Igbo monarchs, Ndi Igbo unite to end Osu practice


By Sunny A. David, Awka
The end may have come for the age-long Osu Caste System in Igbo Land.
One may also choose to call it Ohu, but for once, the Igbo race united to abolish the system and practice which has adverse consequences.
The palace of the traditional ruler of Nri, Eze Obidiegwu Onyesoh surged with children of Igbo descent from the five eastern states and other Igbo speaking areas in the Country to engage final push to the end of the practice.
The Osu Caste system has its origin traced to the Nri Kingdom, believed to possess the hereditary power and thus do go about cleansing various kingdoms of abomination where communities that refuses to be cleansed are called Osus.
Osu victims, fondly called outcasts, traditional rulers including the Regent of Nri Kingdom, Eze Obidiegwu Onyesoh, Igwe Charles Anyasi of Idumuje Kingdom, the clergy, among others graced the occasion.

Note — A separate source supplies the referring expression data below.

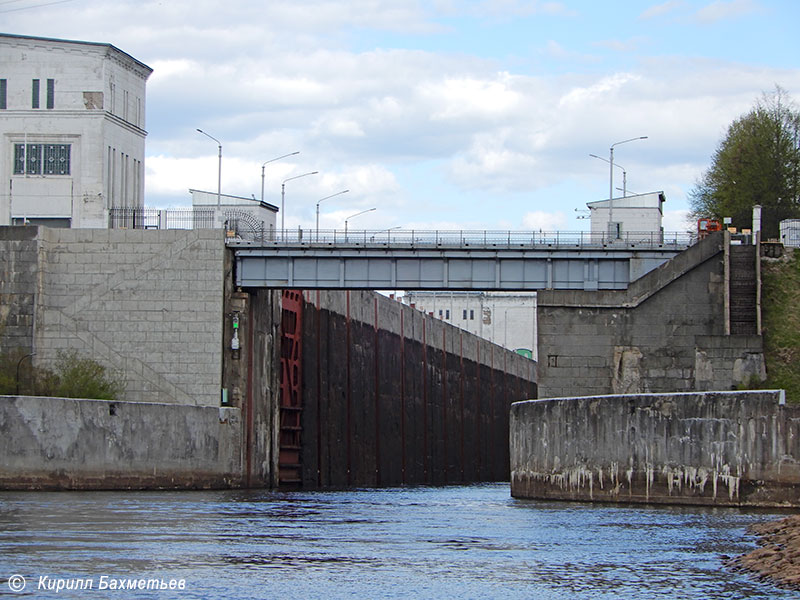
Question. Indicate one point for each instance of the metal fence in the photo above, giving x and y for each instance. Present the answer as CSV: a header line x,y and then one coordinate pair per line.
x,y
155,218
480,239
243,229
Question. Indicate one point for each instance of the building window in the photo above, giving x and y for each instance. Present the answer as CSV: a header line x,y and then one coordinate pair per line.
x,y
42,159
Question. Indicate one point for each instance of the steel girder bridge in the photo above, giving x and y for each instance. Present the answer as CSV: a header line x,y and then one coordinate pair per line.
x,y
451,260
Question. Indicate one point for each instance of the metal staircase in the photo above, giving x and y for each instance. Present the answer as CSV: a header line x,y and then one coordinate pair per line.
x,y
290,468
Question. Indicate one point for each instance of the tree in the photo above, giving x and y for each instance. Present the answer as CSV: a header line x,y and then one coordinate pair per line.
x,y
758,162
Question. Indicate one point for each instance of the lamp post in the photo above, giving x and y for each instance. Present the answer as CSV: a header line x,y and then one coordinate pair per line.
x,y
624,174
265,164
219,168
325,198
283,198
353,217
611,180
18,365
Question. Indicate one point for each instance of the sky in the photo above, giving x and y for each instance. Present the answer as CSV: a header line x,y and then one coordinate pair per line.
x,y
440,114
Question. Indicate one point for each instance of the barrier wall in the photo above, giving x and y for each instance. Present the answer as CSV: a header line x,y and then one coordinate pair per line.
x,y
392,396
65,443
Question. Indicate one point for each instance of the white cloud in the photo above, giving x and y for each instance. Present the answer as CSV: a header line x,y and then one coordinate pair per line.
x,y
422,132
659,10
545,221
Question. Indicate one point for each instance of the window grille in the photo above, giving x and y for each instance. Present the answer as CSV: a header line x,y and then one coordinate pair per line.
x,y
42,159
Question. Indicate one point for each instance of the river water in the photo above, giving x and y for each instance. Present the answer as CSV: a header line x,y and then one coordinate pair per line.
x,y
451,542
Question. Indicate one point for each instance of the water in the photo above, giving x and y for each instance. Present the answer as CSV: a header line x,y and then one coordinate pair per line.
x,y
453,542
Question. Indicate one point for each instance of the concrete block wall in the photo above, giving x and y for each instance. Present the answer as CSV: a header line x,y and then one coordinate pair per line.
x,y
392,396
146,303
716,448
665,333
18,287
67,443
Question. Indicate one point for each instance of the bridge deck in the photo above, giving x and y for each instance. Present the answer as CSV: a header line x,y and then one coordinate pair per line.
x,y
519,261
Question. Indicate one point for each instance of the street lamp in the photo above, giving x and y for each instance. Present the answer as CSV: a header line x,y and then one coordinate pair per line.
x,y
624,174
265,164
283,197
219,168
18,365
353,217
325,198
611,179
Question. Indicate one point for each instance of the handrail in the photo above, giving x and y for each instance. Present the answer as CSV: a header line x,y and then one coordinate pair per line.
x,y
241,235
414,238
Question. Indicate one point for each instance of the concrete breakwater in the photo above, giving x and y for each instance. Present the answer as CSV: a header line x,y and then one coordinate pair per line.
x,y
715,448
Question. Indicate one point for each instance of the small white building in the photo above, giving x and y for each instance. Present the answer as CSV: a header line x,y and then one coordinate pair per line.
x,y
72,126
632,214
505,318
790,232
246,216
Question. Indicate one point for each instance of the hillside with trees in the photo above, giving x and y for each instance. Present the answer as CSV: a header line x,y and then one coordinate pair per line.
x,y
757,162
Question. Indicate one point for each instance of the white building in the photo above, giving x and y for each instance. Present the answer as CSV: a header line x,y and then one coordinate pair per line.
x,y
790,232
72,125
632,214
247,216
505,318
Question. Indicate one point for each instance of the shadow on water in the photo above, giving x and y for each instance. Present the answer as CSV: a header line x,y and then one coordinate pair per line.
x,y
465,542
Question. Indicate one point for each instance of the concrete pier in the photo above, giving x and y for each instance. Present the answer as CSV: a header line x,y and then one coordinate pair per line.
x,y
710,448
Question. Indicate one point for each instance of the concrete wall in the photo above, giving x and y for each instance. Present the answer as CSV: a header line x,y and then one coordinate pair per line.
x,y
19,276
146,303
665,333
392,396
61,443
719,448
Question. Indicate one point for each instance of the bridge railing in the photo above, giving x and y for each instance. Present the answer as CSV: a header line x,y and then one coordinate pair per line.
x,y
412,238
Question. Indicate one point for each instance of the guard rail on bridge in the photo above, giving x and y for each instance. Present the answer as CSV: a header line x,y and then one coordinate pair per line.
x,y
473,239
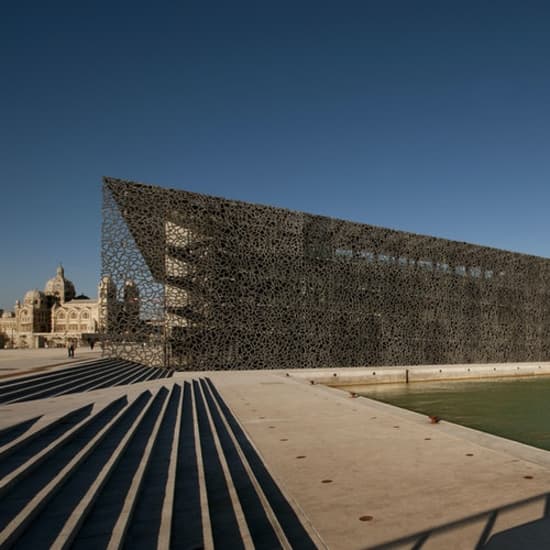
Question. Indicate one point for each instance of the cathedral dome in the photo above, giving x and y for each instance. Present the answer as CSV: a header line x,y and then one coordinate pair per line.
x,y
34,298
60,287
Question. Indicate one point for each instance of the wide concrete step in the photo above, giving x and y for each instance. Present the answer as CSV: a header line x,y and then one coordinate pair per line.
x,y
170,468
92,375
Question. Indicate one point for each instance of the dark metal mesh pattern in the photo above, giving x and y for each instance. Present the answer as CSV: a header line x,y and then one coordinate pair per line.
x,y
229,285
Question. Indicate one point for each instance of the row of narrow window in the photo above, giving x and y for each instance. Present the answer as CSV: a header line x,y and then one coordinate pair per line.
x,y
427,265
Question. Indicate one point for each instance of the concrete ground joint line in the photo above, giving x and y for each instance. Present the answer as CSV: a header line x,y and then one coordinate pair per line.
x,y
125,516
237,508
70,530
208,537
257,487
167,514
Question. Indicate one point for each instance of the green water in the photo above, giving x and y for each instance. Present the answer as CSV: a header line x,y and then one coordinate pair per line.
x,y
517,408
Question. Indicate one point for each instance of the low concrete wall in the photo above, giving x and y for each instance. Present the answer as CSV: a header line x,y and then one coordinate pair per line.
x,y
418,373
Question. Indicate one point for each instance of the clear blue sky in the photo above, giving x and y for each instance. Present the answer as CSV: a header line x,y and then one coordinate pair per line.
x,y
427,116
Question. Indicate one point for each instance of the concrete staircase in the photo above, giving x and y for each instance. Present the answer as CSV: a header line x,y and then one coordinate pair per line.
x,y
91,375
168,468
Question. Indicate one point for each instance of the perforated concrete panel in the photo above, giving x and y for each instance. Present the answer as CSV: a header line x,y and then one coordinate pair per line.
x,y
208,283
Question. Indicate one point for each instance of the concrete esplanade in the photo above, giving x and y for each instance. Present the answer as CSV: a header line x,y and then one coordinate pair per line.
x,y
354,473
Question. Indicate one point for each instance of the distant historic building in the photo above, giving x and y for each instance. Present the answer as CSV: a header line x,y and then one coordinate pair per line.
x,y
55,316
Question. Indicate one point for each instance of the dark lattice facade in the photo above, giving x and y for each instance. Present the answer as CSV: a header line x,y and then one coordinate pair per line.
x,y
224,284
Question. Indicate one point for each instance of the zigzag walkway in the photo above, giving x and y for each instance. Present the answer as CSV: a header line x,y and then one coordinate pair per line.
x,y
170,468
88,376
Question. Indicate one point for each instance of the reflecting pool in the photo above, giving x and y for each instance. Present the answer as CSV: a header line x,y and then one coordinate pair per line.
x,y
517,408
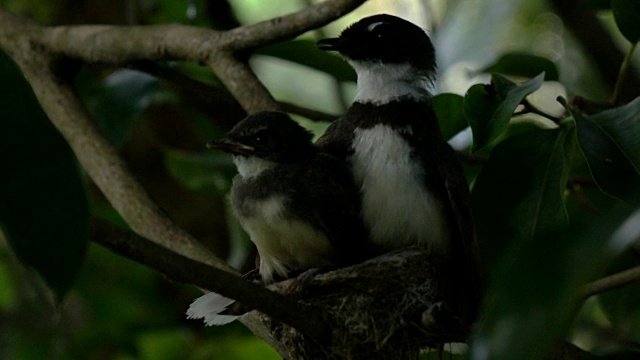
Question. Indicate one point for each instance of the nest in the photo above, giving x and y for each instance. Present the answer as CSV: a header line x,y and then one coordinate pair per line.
x,y
387,308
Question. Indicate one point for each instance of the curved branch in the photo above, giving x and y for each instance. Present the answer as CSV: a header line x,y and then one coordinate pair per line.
x,y
182,269
43,52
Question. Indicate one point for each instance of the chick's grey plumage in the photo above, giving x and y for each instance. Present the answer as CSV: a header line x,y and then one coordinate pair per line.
x,y
412,187
297,204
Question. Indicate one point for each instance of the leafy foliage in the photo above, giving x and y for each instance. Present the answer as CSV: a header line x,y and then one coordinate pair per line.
x,y
546,226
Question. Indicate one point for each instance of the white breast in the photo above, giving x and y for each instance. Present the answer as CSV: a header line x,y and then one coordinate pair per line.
x,y
397,207
380,83
284,244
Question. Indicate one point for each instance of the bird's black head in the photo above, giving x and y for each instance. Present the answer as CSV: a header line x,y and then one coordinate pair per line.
x,y
268,135
387,39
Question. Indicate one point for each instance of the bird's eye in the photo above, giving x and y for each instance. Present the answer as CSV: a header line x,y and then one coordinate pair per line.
x,y
260,139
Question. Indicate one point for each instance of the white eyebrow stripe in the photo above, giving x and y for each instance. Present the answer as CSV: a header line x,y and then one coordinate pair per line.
x,y
373,26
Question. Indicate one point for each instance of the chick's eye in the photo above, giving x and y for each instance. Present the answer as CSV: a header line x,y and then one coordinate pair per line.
x,y
260,139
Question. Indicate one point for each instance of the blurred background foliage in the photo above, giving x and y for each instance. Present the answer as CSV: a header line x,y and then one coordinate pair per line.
x,y
545,223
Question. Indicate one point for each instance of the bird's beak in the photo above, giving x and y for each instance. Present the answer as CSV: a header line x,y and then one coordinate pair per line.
x,y
231,146
330,44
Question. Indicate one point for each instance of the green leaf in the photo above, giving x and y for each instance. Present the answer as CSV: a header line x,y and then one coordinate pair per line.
x,y
306,53
490,107
519,192
118,100
536,291
523,64
627,16
43,209
610,141
209,173
450,111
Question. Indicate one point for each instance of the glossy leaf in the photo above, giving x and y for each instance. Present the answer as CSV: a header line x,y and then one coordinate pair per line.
x,y
489,108
621,305
43,210
306,53
519,192
535,292
627,16
610,141
523,64
450,111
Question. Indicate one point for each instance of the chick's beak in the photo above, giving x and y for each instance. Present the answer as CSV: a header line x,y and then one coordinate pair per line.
x,y
330,44
230,146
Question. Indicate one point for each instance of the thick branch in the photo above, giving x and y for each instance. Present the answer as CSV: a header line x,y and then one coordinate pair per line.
x,y
182,269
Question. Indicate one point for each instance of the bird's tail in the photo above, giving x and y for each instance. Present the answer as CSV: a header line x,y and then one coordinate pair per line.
x,y
211,307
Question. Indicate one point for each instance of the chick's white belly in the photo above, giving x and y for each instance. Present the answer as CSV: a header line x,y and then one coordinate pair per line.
x,y
397,207
284,244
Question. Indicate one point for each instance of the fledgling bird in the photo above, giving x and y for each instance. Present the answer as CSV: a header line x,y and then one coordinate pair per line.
x,y
298,205
412,187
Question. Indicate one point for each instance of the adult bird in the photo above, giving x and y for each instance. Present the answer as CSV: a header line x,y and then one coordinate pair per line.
x,y
412,187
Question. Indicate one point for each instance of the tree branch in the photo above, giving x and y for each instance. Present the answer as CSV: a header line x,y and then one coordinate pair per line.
x,y
47,55
182,269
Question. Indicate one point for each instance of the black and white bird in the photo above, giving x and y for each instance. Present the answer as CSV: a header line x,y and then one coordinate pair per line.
x,y
412,187
298,205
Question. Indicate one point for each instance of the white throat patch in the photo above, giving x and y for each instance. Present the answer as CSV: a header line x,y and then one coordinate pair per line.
x,y
380,83
396,206
251,166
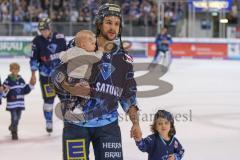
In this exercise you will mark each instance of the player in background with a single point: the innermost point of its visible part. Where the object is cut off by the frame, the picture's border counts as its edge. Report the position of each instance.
(1, 90)
(112, 82)
(163, 54)
(162, 144)
(14, 90)
(44, 58)
(78, 62)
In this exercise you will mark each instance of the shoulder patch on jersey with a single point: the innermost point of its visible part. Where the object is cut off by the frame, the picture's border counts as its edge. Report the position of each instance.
(175, 144)
(59, 36)
(128, 58)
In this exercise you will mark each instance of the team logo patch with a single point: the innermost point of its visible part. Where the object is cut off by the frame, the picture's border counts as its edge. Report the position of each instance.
(106, 70)
(76, 149)
(111, 148)
(175, 144)
(59, 36)
(52, 48)
(49, 90)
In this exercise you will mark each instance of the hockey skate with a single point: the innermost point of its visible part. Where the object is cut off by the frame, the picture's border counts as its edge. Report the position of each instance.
(14, 135)
(13, 132)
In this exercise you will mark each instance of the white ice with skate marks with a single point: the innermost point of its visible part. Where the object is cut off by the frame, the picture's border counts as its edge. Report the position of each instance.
(205, 103)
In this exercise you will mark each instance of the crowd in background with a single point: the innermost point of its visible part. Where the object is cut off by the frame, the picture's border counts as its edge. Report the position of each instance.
(140, 12)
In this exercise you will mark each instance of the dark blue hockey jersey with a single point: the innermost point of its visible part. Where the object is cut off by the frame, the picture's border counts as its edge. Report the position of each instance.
(16, 92)
(160, 46)
(158, 149)
(0, 92)
(45, 53)
(113, 82)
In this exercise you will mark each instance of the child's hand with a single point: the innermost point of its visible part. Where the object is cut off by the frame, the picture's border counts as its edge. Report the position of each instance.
(137, 135)
(33, 81)
(171, 157)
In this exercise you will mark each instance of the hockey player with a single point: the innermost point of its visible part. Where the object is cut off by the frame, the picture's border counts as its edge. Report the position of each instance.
(44, 58)
(162, 55)
(14, 90)
(162, 144)
(112, 81)
(1, 90)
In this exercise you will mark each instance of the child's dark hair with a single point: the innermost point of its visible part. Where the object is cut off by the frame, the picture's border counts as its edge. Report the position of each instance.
(166, 115)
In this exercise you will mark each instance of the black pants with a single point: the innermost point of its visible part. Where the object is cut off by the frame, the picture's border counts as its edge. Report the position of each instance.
(106, 142)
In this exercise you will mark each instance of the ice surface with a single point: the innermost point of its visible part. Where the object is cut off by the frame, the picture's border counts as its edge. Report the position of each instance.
(205, 101)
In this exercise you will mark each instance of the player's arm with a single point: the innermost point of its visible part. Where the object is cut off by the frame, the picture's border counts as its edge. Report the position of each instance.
(146, 144)
(169, 38)
(28, 87)
(178, 151)
(6, 88)
(128, 99)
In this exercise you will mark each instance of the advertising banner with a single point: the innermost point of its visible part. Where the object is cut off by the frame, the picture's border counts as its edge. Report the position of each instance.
(211, 5)
(198, 50)
(15, 48)
(234, 50)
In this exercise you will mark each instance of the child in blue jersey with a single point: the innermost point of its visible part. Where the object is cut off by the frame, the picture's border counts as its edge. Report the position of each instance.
(14, 90)
(162, 144)
(1, 90)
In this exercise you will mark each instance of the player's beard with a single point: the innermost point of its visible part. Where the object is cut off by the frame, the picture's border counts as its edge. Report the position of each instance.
(107, 37)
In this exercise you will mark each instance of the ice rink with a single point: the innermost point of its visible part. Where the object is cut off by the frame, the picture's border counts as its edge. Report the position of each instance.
(205, 101)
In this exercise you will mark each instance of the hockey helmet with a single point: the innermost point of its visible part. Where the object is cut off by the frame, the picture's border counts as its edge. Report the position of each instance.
(105, 10)
(45, 23)
(164, 114)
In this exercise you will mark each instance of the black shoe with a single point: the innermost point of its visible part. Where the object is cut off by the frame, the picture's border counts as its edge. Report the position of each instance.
(14, 136)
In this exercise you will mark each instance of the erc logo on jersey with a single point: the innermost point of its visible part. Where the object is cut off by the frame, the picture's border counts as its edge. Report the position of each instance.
(106, 70)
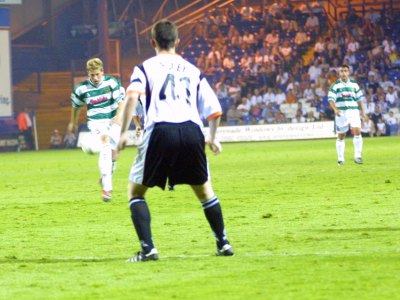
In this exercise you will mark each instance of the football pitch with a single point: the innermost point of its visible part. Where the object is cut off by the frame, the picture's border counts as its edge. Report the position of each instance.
(302, 227)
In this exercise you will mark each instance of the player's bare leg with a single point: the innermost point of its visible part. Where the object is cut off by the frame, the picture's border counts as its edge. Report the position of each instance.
(340, 147)
(141, 219)
(213, 212)
(358, 143)
(105, 166)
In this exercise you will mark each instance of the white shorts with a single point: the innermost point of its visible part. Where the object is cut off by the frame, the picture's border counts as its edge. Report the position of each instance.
(348, 119)
(105, 127)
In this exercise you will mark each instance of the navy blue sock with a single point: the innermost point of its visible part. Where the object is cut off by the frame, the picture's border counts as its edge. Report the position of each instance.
(141, 219)
(213, 212)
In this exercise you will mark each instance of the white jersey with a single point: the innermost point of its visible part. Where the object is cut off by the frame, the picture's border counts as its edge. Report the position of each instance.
(174, 90)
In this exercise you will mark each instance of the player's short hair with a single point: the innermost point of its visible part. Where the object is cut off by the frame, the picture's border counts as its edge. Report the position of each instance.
(94, 64)
(165, 33)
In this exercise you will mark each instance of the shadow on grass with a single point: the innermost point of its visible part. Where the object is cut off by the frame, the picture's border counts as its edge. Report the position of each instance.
(15, 260)
(364, 229)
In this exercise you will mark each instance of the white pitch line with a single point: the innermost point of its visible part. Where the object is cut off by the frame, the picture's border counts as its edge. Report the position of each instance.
(288, 254)
(238, 254)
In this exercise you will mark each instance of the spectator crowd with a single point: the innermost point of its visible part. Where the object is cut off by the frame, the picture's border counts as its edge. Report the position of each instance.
(275, 65)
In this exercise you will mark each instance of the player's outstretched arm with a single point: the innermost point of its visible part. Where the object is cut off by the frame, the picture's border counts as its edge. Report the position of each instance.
(73, 123)
(213, 143)
(131, 100)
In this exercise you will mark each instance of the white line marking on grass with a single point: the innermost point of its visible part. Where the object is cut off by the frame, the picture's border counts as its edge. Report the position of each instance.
(184, 256)
(288, 254)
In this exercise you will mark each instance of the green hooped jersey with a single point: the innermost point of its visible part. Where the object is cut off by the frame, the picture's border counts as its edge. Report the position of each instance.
(102, 100)
(345, 94)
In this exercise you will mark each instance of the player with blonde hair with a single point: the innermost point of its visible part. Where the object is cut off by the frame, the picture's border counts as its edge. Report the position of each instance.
(345, 98)
(103, 96)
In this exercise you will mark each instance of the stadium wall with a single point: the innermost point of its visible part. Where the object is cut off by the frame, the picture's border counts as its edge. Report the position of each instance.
(254, 133)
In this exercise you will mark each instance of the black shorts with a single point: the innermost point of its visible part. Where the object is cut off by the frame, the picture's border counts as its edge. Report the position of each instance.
(175, 151)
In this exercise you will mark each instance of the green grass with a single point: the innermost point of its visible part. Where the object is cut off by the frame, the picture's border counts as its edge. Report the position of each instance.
(301, 226)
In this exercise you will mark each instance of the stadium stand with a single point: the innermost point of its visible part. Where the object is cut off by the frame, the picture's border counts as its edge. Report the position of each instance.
(268, 46)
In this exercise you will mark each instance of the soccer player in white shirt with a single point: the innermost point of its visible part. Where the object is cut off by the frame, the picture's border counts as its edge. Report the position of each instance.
(103, 97)
(173, 147)
(345, 98)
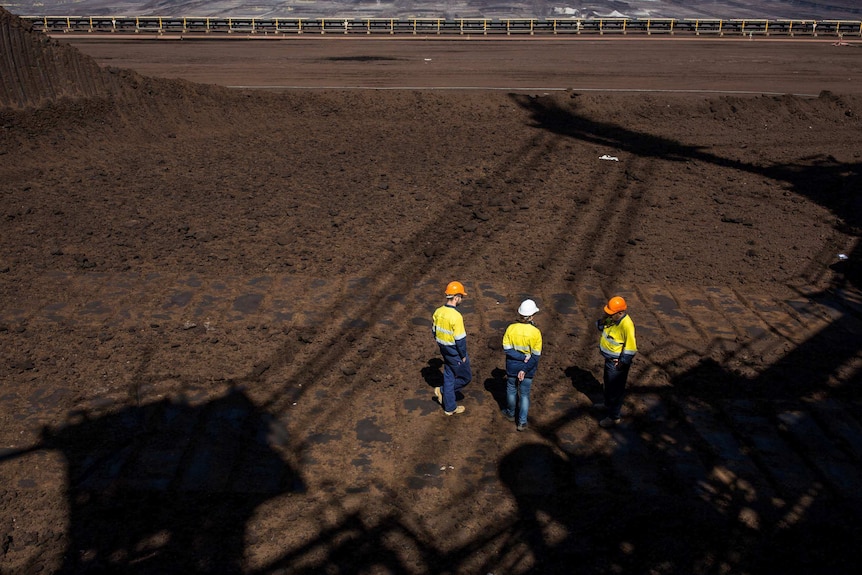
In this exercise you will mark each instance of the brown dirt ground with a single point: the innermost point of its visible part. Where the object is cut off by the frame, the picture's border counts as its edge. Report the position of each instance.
(214, 309)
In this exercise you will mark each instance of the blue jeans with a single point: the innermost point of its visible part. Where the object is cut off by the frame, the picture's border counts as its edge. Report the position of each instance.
(455, 376)
(513, 389)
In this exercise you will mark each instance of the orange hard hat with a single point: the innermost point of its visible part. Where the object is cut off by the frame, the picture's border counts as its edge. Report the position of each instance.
(455, 288)
(615, 304)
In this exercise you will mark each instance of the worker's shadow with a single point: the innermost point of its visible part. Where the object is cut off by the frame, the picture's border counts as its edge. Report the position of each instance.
(432, 373)
(585, 382)
(496, 386)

First was the abolition prayer by Bishop Chukwuka, closely followed by prayer of atonement by the State Chairman of the Pentecostal Fellowship of Nigeria, Bishop Moses Ezedebego who described the practice as obnoxious and not acceptable to God and even humans.
Next was renunciation on behalf of the Igbo race by Joseph Okwuchukwu, the Convener of the event, after which an Osu victim, Ibezim Onyekaonwu from Nneato Isuochi accepted the apology on behalf of the race.
The Regent of Nri, Eze Obidiegwu Onyesoh did the traditional atonement where he expressed optimism that the process is binding and sustainable all over the Igbo race as Nri is the head of the race in the world.
Mr Stephen Jideofor of Akwanne-ato in Umunochi Local Government Area of Abia State and Miss Chinenye Agunenye narrated how the practice has set them back in life, calling on ndi Igbo who still segregate and marginalize their brethren on account of the Osu practice, to desist.
Paper presentations and remarks traced the history and condemned the practice in Igbo land.
The Nri Regent, Eze Onyesoh danced the abia and traditional Ufie music, joined by ndi Igbo in celebration and consummation of the atonement.
The Osu Caste System is an ancient practice in Igbo land that discourages social interaction and marriage with a group of people, referred to as Osu or outcasts.
This is because they dedicate these Osu people to the Alusi or deities and are thus seen as inferior to the Nwadiala or free-borns.
The abolition of these practices at the ancient kingdom of Nri, in Anambra State may be seen worldwide as the most robust effort until now, to summarily abolish the divisive practices.